A motor boat whose speed is 18 km/hr in still water takes 1 hr more to go 24 km upstream than to return downstream to the same spot. Find the speed of the stream.

Answer 1

Hint: First of all, let the speed of stream be x. Now, the speed of the boat travelling upstream will be $18 - x$ and the speed of the boat travelling downstream will be $18 + x$. Now, as the time taken by boat travelling upstream is 1 hour more than travelling downstream, form an equation and use the formula $Time = \dfrac{\text{distance}}{\text{speed}}$.

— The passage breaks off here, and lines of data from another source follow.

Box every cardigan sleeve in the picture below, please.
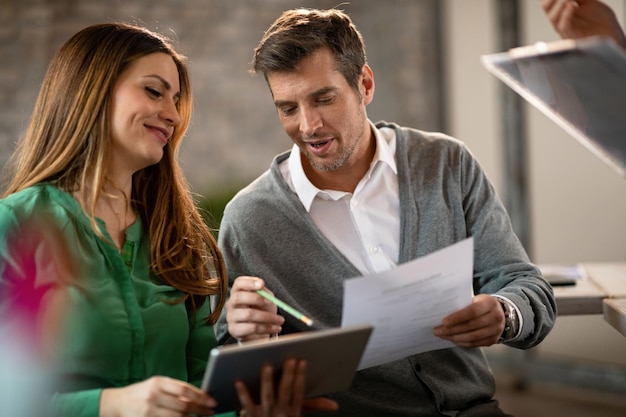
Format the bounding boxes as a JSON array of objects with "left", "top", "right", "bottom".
[{"left": 458, "top": 143, "right": 557, "bottom": 348}]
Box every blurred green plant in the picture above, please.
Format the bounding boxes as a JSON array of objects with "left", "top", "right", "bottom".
[{"left": 196, "top": 185, "right": 242, "bottom": 239}]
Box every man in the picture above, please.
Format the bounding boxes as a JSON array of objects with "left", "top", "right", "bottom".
[
  {"left": 216, "top": 8, "right": 556, "bottom": 417},
  {"left": 542, "top": 0, "right": 626, "bottom": 48}
]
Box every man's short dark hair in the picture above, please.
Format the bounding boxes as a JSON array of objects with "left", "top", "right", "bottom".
[{"left": 252, "top": 8, "right": 367, "bottom": 92}]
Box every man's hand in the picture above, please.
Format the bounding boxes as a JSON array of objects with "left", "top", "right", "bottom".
[
  {"left": 226, "top": 276, "right": 285, "bottom": 342},
  {"left": 433, "top": 294, "right": 504, "bottom": 348}
]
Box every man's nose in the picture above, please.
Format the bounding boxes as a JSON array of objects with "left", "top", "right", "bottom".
[{"left": 299, "top": 107, "right": 322, "bottom": 137}]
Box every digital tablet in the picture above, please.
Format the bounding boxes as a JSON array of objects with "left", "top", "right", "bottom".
[
  {"left": 481, "top": 36, "right": 626, "bottom": 178},
  {"left": 201, "top": 324, "right": 373, "bottom": 413}
]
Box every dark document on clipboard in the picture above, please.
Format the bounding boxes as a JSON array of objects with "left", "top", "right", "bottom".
[{"left": 481, "top": 36, "right": 626, "bottom": 178}]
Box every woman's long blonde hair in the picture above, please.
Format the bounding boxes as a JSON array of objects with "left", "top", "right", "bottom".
[{"left": 3, "top": 22, "right": 226, "bottom": 323}]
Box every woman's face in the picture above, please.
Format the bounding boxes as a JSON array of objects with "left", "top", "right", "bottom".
[{"left": 108, "top": 52, "right": 181, "bottom": 177}]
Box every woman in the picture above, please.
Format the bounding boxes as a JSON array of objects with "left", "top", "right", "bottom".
[{"left": 0, "top": 22, "right": 335, "bottom": 417}]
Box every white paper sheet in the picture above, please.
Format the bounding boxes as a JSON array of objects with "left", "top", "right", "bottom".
[{"left": 341, "top": 238, "right": 474, "bottom": 370}]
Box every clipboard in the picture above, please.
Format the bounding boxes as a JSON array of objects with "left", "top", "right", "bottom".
[
  {"left": 201, "top": 324, "right": 373, "bottom": 413},
  {"left": 481, "top": 36, "right": 626, "bottom": 178}
]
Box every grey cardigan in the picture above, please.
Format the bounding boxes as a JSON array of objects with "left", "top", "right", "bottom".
[{"left": 216, "top": 121, "right": 556, "bottom": 416}]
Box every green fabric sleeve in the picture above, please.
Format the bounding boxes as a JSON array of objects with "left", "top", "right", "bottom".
[{"left": 50, "top": 389, "right": 101, "bottom": 417}]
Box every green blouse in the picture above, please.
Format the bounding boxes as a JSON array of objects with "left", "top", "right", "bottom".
[{"left": 0, "top": 184, "right": 234, "bottom": 417}]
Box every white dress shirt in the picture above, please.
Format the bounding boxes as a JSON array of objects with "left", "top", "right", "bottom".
[{"left": 280, "top": 121, "right": 400, "bottom": 275}]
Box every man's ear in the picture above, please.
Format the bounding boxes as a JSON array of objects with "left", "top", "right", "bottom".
[{"left": 360, "top": 64, "right": 375, "bottom": 105}]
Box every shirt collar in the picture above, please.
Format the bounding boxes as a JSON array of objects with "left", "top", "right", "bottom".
[{"left": 288, "top": 120, "right": 397, "bottom": 212}]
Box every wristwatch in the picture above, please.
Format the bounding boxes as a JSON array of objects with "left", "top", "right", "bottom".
[{"left": 497, "top": 297, "right": 520, "bottom": 343}]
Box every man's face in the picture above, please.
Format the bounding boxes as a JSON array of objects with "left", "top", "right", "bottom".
[{"left": 267, "top": 48, "right": 375, "bottom": 177}]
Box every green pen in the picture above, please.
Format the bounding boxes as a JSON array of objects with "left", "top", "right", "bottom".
[{"left": 256, "top": 289, "right": 314, "bottom": 327}]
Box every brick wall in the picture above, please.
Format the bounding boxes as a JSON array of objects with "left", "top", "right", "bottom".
[{"left": 0, "top": 0, "right": 444, "bottom": 194}]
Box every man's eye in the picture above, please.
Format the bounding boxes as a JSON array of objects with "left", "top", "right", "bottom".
[{"left": 280, "top": 107, "right": 296, "bottom": 116}]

Complete step-by-step solution:
In this question, we are given that the speed of the boat In still water is 18 km/hr and the time taken by the boat to travel upstream is 1 hour more than travelling downstream. The upstream distance is 24kms. Now, we need to find out the speed of the stream.
Now, let the speed of the stream be x.
So, while travelling upstream, the speed of the boat will reduce due to the speed of the stream. Therefore,
$ \Rightarrow $ Speed of boat travelling upstream $ = $ Speed of boat in still water – Speed of stream
$ \Rightarrow $ Speed of boat travelling upstream $ = 18 - x$
Now, while travelling downstream, the speed of the boat will get a boost due to the speed of the stream flowing downwards too. Therefore,
$ \Rightarrow $ Speed of boat travelling downstream $ = $ Speed of boat in still water + Speed of stream
$ \Rightarrow $ Speed of boat travelling downstream $=18+x$
Now, the boat travels a distance of 24kms upstream, so it will travel a distance of 24kms only while travelling downstream. Therefore,
$ \Rightarrow $ Upstream Distance $ = 24km$
$ \Rightarrow $ Downstream Distance $ = 24km$
Now, it is given that the time taken by boat to travel 24kms upstream is 1 hr more than the time taken by the boat to travel downstream. Therefore,
$ \Rightarrow $ Time taken to travel upstream $ = $ Time taken to travel downstream +1
Now, we know that
$ \Rightarrow Speed = \dfrac{\text{distance}}{\text{time}} \\
   \Rightarrow Time = \dfrac{\text{distance}}{\text{speed}} $
Therefore, using this formula, we get
$\Rightarrow \dfrac{\text{Upstream - distance}}{\text{Upstream - speed}} = \dfrac{\text{Downstream - distance}}{\text{Downstream - speed}} + 1 \\
   \Rightarrow \dfrac{{24}}{{18 - x}} = \dfrac{{24}}{{18 + x}} + 1 $
Taking LCM on the RHS, we get
$ \Rightarrow \dfrac{{24}}{{18 - x}} = \dfrac{{24 + 18 + x}}{{18 + x}} \\
   \Rightarrow \dfrac{{24}}{{18 - x}} = \dfrac{{42 + x}}{{18 + x}}$
Now, cross multiplying, we get
$ \Rightarrow 24\left( {18 + x} \right) = \left( {42 + x} \right)\left( {18 - x} \right) \\
   \Rightarrow 432 + 24x = 756 - 42x + 18x - {x^2} $
Gathering all the like terms, we get
$\Rightarrow {x^2} + 24x + 42x - 18x + 432 - 756 = 0 \\
   \Rightarrow {x^2} + 48x - 324 = 0 $
Now, we are going to solve this equation using the quadratic formula. The quadratic formula is
$ \Rightarrow x = \dfrac{{ - b \pm \sqrt {{b^2} - 4ac} }}{{2a}}$
Here, a = 1, b = 48 and c = -324.
\[ \Rightarrow x = \dfrac{{ - 48 \pm \sqrt {{{48}^2} - 4\left( 1 \right)\left( { - 324} \right)} }}{{2\left( 1 \right)}} \\
   \Rightarrow x = \dfrac{{ - 48 \pm \sqrt {2304 + 1296} }}{2} \\
   \Rightarrow x = \dfrac{{ - 48 \pm \sqrt {3600} }}{2} \\
   \Rightarrow x = \dfrac{{ - 48 \pm 60}}{2} \]
\[ \Rightarrow x = \dfrac{{ - 48 + 60}}{2} \\
   \Rightarrow x = \dfrac{{12}}{2} \\
   \Rightarrow x = 6km/hr \]
OR
\[\Rightarrow x = \dfrac{{ - 48 - 60}}{2} \\
   \Rightarrow x = \dfrac{{ - 108}}{2} \\
   \Rightarrow x = - 54 \]
But, speed cannot be negative, so the speed of the stream will be \[x = 6km/hr\].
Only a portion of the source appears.